Слишком понятно, что человек, у которого проносятся в душе, как метеоры в ночи, такие мысли, раскаленные глыбы, — не корсиканец, не итальянец, не француз, даже вообще не европеец, даже не человек нашего всемирно-исторического, а может быть и нашего космического, «века» — зона. Вскормленник иных веков, «солнечных», он задыхается в этом «лунном» веке, где и дряхлеющее солнце бледно, как луна. Давит людей нечаянно своей неуклюжею огромностью, как допотопное чудовище.
«Цивилизация всегда ему немного личный враг», — говорил о Наполеоне Талейран.[178] Только снаружи — «немного», а внутри, может быть, и очень много.

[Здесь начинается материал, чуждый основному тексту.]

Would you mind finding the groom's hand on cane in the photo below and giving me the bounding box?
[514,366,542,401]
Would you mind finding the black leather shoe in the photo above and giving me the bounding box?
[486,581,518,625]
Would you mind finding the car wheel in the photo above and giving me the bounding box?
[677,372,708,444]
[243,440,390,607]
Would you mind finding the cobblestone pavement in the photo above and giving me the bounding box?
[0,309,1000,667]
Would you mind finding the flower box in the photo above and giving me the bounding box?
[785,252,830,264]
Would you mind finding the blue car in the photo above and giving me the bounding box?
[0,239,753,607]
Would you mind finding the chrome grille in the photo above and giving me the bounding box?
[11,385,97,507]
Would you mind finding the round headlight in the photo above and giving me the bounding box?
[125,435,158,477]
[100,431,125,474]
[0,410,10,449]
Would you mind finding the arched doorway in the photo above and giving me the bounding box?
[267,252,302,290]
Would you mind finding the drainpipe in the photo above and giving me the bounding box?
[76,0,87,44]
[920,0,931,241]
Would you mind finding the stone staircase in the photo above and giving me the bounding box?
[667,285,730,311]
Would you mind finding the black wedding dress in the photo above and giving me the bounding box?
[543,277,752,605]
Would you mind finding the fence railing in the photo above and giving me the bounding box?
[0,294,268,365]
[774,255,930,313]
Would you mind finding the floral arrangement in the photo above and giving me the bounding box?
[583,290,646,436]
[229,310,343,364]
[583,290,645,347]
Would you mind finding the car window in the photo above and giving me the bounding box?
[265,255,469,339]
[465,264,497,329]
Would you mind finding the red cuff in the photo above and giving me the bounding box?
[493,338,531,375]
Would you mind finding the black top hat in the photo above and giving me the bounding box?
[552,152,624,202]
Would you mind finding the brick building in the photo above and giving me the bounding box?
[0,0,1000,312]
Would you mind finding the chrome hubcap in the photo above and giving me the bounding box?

Всякая цивилизация, а особенно европейская, есть «условность», «пристойность», «хорошее воспитание». «Как жаль, что такой великий человек так дурно воспитан!» — ответил ему однажды Талейран, конечно за глаза, на его площадное ругательство.[179] «Ему недостает воспитания и хороших манер, — говорит г-жа Ремюза, Талейранова наперсница. — Он не умеет ни войти, ни выйти из комнаты, ни поклониться, ни встать, ни сесть. Все его движенья резки и угловаты; манера говорить — тоже… Вообще, всякое постоянное правило для него невыносимо стеснительно; всякая вольность нравится ему, как победа; он никогда ничему не хотел подчиняться, ни даже грамматике.[180] Ни даже одежде: сам не умеет одеваться; камердинер одевает его, как ребенка, но, раздеваясь ночью, он нетерпеливо срывает с себя и бросает одежду на пол, как непривычную и ненужную тяжесть; естественное состояние тела его — древняя, целомудренная и нестыдящаяся нагота».[181]
Цивилизация есть «хороший вкус». «А-а, хороший вкус, вот еще одно из тех классических словечек, которых я не признаю!»[182] — «Хороший вкус — ваш личный враг. Если бы вы могли от него отделаться пушками, его бы уже давно не существовало», — говорит ему Талейран.[183] Талейрану кажется, что Наполеон не умеет быть «цивилизованным»; но, может быть, он этого вовсе и не хочет. «Вы, сударь, навоз в шелковом мешке!»— сказал он однажды Талейрану. Но, может быть, и вся европейская «цивилизация» для Наполеона такой же «навоз». «Проходя мимо всей этой нелепости, мне иногда хочется просто-напросто взять все за хвост и стряхнуть к черту!» — мог бы и он сказать, как Раскольников.
«Вольный полет в пространстве — вот что нужно для таких крыльев. Он здесь умрет; ему надо уехать отсюда», — замечает одна современница перед самым отъездом его в Египет. Он и сам понимает, что ему надо бежать: «Этот Париж давит меня, как свинцовый плащ».[184] Не только Париж, но и вся европейская цивилизация.
Вот отчего тяга его на Восток. «В Египте я чувствовал себя освобожденным от пут стеснительной цивилизации… Это было лучшее время моей жизни, потому что самое идеальное. Но судьба — решила иначе… Я должен был вернуться в действительность социального порядка». В европейскую цивилизацию — «шелковый мешок с навозом».
Вот почему он любит войну. «Война — естественное состояние, état naturel» — оголение, освобождение от «свинцового плаща» цивилизации.[185]